Duisburg, April 21, 2026 – Ultra-precise, compact, and robust: As part of the PISA project, Fraunhofer IMS is collaborating with Fraunhofer ISIT to develop an integrated feedback element for ultra-stable, narrow-band lasers. The combination of integrated photonics and piezoelectric surface waves enables compact, vibration-insensitive solutions for quantum and precision applications. The goal is to integrate complex laboratory setups onto a single chip, thereby paving the way for scalable, industry-ready solutions.

Whether in quantum information processing, high-resolution spectroscopy, or industrial measurement technology, narrow-band and frequency-stable lasers play a central role in modern photonic systems. With the joint project PISA »Tunable piezoelectric SAW laser with ultra-narrow linewidth«, the Fraunhofer Institute for Microelectronic Circuits and Systems IMS is launching the development of a novel, integrated feedback element for particularly compact, robust, and precise laser sources.

The project is coordinated by Prof. Dr. Anna Lena Schall-Giesecke, head of the Technology Department at Fraunhofer IMS. The project partner is the Fraunhofer Institute for Silicon Technology ISIT in Itzehoe. PISA is funded by the Federal Ministry of Research, Technology, and Space (BMFTR) under grant number 13N17515 and runs from January 2026 to June 2028.

Integrated Photonics for Robust and Compact Laser Systems

The goal of PISA is to develop a tunable, ultra-narrowband feedback element that implements key functions for laser frequency stabilization on a chip for the first time. To achieve this, the project partners are combining photonic silicon nitride waveguides with piezoelectric surface acoustic waves (SAW) based on aluminum-scandium nitride (AlScN). The solution is CMOS-compatible, vibration-insensitive, and has the potential for cost-effective mass production.

»Conventional laser systems reach their limits, particularly in demanding applications such as quantum computers or optical atomic clocks, due to their size, complexity, and sensitivity,« explains Schall-Giesecke. »With PISA, we are creating an integrated alternative that combines precision, robustness, and miniaturization.«

Concrete Benefits for Industry and Research

The components developed in the project are particularly well-suited for laser-based applications requiring the highest frequency stability and rapid controllability, such as in the control of ion trap quantum computers, precision spectroscopy, optical sensing, or future industrial measurement systems. The goal is to achieve linewidths in the range of approximately 1 MHz, which already represents a significant improvement over the state of the art.

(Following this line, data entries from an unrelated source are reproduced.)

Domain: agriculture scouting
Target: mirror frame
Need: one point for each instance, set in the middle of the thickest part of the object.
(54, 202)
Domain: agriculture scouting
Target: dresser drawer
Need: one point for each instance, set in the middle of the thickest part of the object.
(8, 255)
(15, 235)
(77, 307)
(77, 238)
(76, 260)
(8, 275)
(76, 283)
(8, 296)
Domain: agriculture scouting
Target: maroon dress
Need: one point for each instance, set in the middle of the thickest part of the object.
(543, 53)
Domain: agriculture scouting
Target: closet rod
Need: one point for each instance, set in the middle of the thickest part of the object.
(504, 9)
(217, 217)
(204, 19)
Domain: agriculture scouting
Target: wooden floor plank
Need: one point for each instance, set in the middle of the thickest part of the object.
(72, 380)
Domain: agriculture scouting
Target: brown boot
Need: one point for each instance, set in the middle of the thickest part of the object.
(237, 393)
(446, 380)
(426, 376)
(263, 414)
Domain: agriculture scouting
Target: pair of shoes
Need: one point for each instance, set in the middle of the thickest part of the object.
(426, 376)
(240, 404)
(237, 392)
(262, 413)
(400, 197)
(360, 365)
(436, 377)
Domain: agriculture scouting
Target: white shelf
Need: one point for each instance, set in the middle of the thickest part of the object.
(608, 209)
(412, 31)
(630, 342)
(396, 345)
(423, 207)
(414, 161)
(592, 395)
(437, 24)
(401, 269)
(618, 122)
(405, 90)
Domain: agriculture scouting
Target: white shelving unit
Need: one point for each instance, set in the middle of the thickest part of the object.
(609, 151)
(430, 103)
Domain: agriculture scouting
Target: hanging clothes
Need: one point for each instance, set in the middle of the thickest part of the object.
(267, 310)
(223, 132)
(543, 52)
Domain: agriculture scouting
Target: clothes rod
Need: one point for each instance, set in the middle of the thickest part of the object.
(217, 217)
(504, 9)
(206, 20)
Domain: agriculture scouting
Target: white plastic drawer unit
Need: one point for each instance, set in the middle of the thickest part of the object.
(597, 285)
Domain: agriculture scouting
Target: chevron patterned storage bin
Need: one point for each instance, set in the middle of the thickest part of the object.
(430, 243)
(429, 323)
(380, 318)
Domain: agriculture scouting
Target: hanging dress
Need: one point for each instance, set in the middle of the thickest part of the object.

In addition, the individual components developed—such as SAW-based Bragg reflectors, phase shifters, or amplitude modulators—can also be used separately, for example as tunable filters or switching elements for communication systems.

Complementary Expertise in the Consortium

While Fraunhofer IMS handles the photonic design, simulation, and fabrication of the integrated waveguide structures, Fraunhofer ISIT contributes expertise in the development of piezoelectric AlScN thin films and surface acoustic waves. This close collaboration results in an innovative acousto-optical system.

As a basic research-oriented preliminary project, PISA lays the foundation for industry-driven follow-up projects. Even during the project’s duration, there is close collaboration with laser manufacturers and users in the field of quantum technologies to ensure the transferability of the results to future applications.